Opinion: It's time to make exercise at work compulsory
Health blogger Malin Nylén. Photo: Sandra Birgersdotter
Swedish health blogger Malin Nylén argues that it's time for companies to make it compulsory for their employees to exercise during working hours.

Stress has been accepted as an everyday occurrence because it's the same thing for everyone. Many people have children and work in jobs which require high performance levels, and at the same time little control and development opportunities. I know quite too much and have seen too many go under to be able to stand passively on the sidelines and watch while more and more people hit the wall.

Perhaps we could see it as every adult’s duty to make the best version of themselves available – both in the workplace and in their private life, through taking care of their health better? Are we able to take responsibility for ourselves, or is it maybe time for employers to step in?

I was one of those in the risk zone but managed to avoid the wall just in time. I dismissed clear warning signs like dizziness, short-term memory loss and mood swings as hypochondria and instead went full-throttle.

The turning point came when I met my partner and began to value my life outside of the office. Only then did I put my foot down and take control of my situation in life, like limiting my working hours and starting to exercise every morning before the job.

The balance between performance and recovery conditions the body’s immune system and our mental balance. Yet we continue to turn ourselves inside and out and push the limits, despite our awareness that prolonged stress without recovery takes a toll on both the body and brain. Our brain and central nervous system are just as sensitive as 20 years ago, but burdened with much more today.

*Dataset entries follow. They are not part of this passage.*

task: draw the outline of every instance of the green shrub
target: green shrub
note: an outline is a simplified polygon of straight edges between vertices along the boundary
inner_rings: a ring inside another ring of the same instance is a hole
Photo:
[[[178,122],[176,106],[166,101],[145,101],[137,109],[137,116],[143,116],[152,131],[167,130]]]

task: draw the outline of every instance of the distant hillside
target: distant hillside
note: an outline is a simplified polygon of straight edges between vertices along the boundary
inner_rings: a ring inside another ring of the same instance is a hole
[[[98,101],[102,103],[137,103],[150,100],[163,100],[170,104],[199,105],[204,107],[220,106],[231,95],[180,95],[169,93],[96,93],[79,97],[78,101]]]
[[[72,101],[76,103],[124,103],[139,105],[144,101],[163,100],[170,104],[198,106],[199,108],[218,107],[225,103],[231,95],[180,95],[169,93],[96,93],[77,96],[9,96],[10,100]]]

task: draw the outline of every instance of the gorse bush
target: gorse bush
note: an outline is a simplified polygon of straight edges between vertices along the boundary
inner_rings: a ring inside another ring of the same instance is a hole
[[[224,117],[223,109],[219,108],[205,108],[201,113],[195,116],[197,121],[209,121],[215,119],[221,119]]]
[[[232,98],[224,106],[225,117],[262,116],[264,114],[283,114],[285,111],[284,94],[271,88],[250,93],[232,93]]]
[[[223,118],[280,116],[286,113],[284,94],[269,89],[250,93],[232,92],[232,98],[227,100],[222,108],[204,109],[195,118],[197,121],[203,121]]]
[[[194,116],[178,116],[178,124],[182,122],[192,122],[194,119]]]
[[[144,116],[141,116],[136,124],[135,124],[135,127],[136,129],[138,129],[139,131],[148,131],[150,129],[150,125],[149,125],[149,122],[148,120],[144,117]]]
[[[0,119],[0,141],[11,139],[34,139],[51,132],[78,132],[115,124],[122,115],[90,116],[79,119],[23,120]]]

How can companies help make a difference? Through practical measures, like for example putting in place compulsory exercise during working hours, employers can work against exercise becoming just another stress factor in an already time-pressured weekday. What we know for sure is that everyone becomes more productive and stress resistant by exercising. All kinds of exercise are good, but according to doctors regular cardiovascular exercise like running or cycling has the best effect on the brain.

Perhaps companies could use different carrots as motivation – like for example a pay increase or extra holiday days to get employees to live more healthily? Or why not bring in a health consultant who could help the company to put together a health program where employees get the chance to improve their health within working hours and as a result improve their performance levels?

There’s already a lot going on within this area because companies and politicians are beginning to realize that there are big profits to be made if people keep fit, given all that unhealthiness brings in both the costs for society and making lives miserable.

It is becoming more and more common for doctors to prescribe exercise and better eating habits instead of medicine.

My hope is that a law will be introduced on exercise at work. The question is how long we can wait.

How many more around us do we need to see get sick before more companies begin to take responsibility for their employees’ health?